Hay ira en sus últimas palabras, pero a Diana también le gusta su ira. Recuerda quién eres. Respeta quién soy.
—Cuando ingresé en la Universidad de El Cairo, que es la pública, tenía claro que quería aprender español. Más que aprenderlo, aprehenderlo, ¿me entiendes? Me gustan vuestras palabras, he leído a vuestros poetas… Tuve suerte, yo ya trabajaba entonces como guía, porque aquí no hay otra salida para la gente con estudios… Mi mejor amigo, que se hizo arquitecto, también trabaja conduciendo grupos de turistas, me gustaría presentártelo. Él ya tiene familia. Nos casamos jóvenes, nos llenamos de hijos, entramos en la rueda, nos hacemos viejos. Y la vida se nos pasa resolviendo el día a día, intentando que no falte el pan en casa.

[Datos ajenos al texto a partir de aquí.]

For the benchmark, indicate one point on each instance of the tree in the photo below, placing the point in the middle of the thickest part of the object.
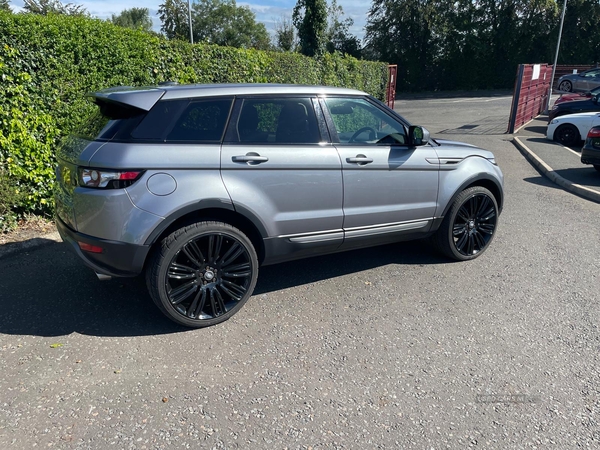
(310, 19)
(285, 35)
(174, 17)
(339, 37)
(466, 44)
(136, 18)
(45, 7)
(219, 22)
(222, 22)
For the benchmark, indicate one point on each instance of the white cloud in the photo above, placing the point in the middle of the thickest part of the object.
(267, 11)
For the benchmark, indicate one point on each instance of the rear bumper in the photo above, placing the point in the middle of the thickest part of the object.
(118, 259)
(590, 155)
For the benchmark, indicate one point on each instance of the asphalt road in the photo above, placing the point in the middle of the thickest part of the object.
(391, 347)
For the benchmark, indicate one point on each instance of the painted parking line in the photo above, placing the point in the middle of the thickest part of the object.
(572, 151)
(470, 100)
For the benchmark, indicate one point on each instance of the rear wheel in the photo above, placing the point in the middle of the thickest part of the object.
(469, 227)
(202, 274)
(567, 134)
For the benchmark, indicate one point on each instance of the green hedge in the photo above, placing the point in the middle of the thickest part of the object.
(48, 63)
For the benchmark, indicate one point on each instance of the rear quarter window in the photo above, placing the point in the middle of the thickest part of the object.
(202, 120)
(107, 121)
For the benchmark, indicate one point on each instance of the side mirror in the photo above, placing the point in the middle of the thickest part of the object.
(417, 136)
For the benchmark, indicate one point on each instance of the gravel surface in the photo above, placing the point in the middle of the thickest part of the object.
(391, 347)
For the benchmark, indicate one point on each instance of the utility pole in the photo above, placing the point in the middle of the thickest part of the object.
(562, 20)
(190, 22)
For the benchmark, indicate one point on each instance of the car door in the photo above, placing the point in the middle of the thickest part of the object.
(390, 188)
(279, 169)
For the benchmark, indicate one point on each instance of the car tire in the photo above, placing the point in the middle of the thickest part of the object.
(202, 274)
(565, 86)
(567, 134)
(469, 226)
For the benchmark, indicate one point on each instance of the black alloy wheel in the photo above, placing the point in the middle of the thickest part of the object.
(469, 226)
(203, 274)
(567, 134)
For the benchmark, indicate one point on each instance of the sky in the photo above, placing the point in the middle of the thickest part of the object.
(267, 11)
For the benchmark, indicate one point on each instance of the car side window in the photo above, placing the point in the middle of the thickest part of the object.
(202, 120)
(277, 120)
(158, 120)
(358, 121)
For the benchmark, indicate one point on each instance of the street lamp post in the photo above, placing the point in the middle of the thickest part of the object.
(190, 21)
(562, 19)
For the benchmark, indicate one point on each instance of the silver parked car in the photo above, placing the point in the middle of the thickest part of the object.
(579, 82)
(196, 186)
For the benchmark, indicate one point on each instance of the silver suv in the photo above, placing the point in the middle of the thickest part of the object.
(197, 186)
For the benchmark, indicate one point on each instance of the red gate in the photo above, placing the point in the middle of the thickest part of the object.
(391, 87)
(530, 97)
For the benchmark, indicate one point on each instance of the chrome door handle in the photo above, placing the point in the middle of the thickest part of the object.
(250, 158)
(360, 160)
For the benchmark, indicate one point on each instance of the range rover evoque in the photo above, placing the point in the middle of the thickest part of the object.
(196, 186)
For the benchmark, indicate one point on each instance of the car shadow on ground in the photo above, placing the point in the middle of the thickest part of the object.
(586, 176)
(48, 292)
(575, 148)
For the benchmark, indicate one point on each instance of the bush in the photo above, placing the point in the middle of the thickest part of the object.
(10, 198)
(48, 63)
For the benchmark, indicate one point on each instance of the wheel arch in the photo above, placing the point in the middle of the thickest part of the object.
(247, 223)
(562, 126)
(483, 180)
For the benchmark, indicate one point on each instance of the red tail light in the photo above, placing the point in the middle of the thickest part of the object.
(103, 179)
(90, 248)
(594, 133)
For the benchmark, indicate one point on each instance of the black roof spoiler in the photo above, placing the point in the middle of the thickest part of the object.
(142, 98)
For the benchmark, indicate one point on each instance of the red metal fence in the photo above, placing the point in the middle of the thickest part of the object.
(391, 87)
(530, 97)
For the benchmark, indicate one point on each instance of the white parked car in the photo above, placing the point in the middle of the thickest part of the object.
(572, 128)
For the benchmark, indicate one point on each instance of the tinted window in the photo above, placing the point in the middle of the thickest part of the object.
(358, 122)
(157, 122)
(202, 120)
(107, 121)
(278, 120)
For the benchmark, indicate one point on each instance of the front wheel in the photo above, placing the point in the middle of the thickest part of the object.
(469, 227)
(202, 274)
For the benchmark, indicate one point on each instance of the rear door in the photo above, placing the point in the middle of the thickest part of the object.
(278, 167)
(390, 188)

—Has dicho que tuviste suerte.
—Una profesora del departamento de español de la universidad, Salwa, que ahora es mi directora de tesis. Experta en literatura en castellano. Ella me dio libros, me ayudó a abrirme paso entre las ideas, a apreciar la belleza de las frases. Soy filólogo, no un guía que ha aprendido una lengua y que utiliza un vocabulario limitado, alguien que roza la superficie de las frases sin que el significado le conmueva. Un día, Salwa me pasó un libro que un compatriota tuyo escribió sobre nuestro Egipto antiguo. Terenci Moix, tienes que conocerle.
Asiente Diana:
—Una vez le entrevisté. Cuando yo era periodista. Murió, ¿sabes?
—No para mí. Decidí escribir mi tesis sobre él, sobre la importancia de Egipto en su obra. Después de
Terenci del Nilo
leí todos sus libros.
—Me parece muy bien —le alienta Dial—. Pero eso, ¿de qué te va a servir aquí? ¿Vas a poder dejar tu trabajo como guía turístico? ¿Te abrirás camino con tu licenciatura?
Niega Ismail:
—Éste es un país en donde la corrupción resbala desde la cúspide de la pirámide y empapa todos los estamentos. Si quieres medrar, no sólo tienes que sobornar y esperar llegar lo bastante alto para que te sobornen, también debes conocer a la gente oportuna. Mi familia es decente. Mi padre es honrado, y ha predicado entre nosotros con su ejemplo. Comprenderás que tenga que salir de aquí.
Ismail la observa ahora, calibrándola, como si estuviera preguntándose hasta qué punto puede confiar en ella. Comportándose como una mascota que atisba la posibilidad de recibir un premio por buen comportamiento, la detective produce una oleada de calidez y benevolencia. Se ablanda, acogedora. Miau.
—Tengo novia… Una novia secreta. Española —confiesa el chico.
—Ah, ¿sí? ¿Novia formal? —Procura no relamerse.